Но Владимир Владимирович все же объяснил мне, хотя и с большим недовольством в голосе:
– Я делал поперечный разрез раны, чтобы определить глубину проникновения. Это дало бы точный результат даже в том случае, если женщина дожила бы до утра.
– Я не учу вас, просто высказываю свою точку зрения. Следующий фактор – сами сякены. Они, как я уже сказал, бывают разные – колющие, рубящие, рассекающие ткани тела, – говоря это, я пальцем показывал на острые железки, предоставленные мне Василием Игоревичем Быковским. – Каждый человек затачивает их на свой манер. С одной стороны, с двух, вручную или на станке. Одни могут проникнуть в тело глубже, другие нанесут только поверхностное повреждение. Но сякен в любом случае не смертельное оружие. Он только наносит раны, которые могут помешать человеку вести рукопашный бой. Летальный исход может последовать, если только сякен удачно попадет в горло. Но хорошие специалисты бросают, например, так, чтобы перерубить у противника сухожилия на вооруженной руке. Этого может оказаться достаточно для захвата противника без жертв со своей стороны. Наконец, третий фактор. Человек, который вооружен сякенами. Боксеры наносят удар с разной силой, резкостью, мощностью и точностью. Точно так же с сякенами.
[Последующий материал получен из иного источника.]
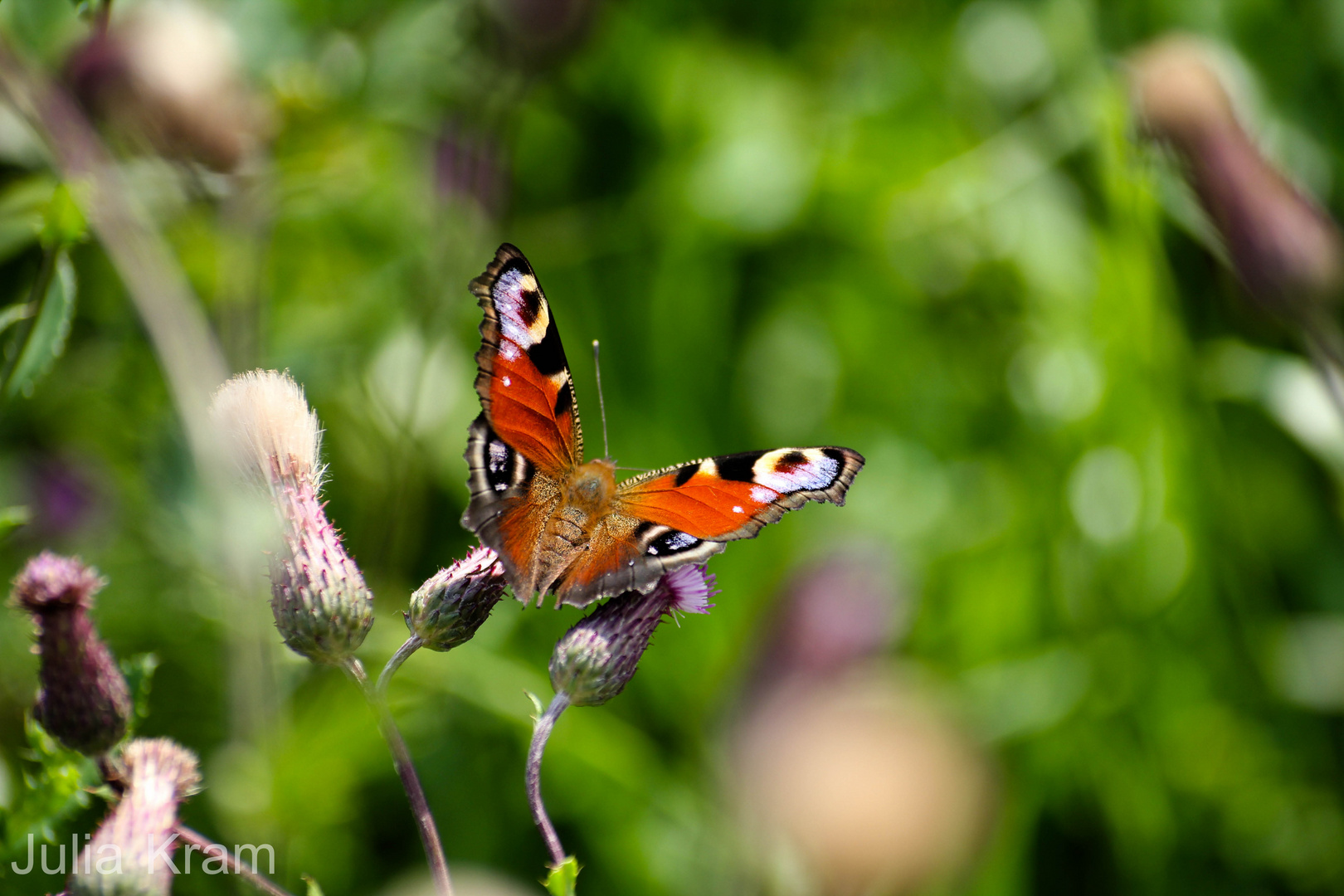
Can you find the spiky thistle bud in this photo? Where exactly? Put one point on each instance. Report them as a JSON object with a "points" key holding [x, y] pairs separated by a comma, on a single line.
{"points": [[597, 657], [321, 605], [1283, 247], [453, 603], [130, 855], [84, 702], [167, 74]]}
Боец сам выбирает их для своей руки – колющий, рубящий или рассекающий. Каждый, кто пользуется таким оружием, знает, что у него получается лучше. Это как талант. Один писатель создает громадные эпопеи, другой, не менее мастеровитый, предпочитает короткие рассказы.
– В ваших словах есть доля правды, но вариант с сякенами вызывает у меня большое сомнение. – Владимир Владимирович, кажется, вообще не желал считаться с моим мнением. – Я не знаю, какое оружие применял убийца, и соглашусь с тем, что оно должно быть экзотическим. Но мне все же кажется, что это не такие вот, как вы говорите, сякены.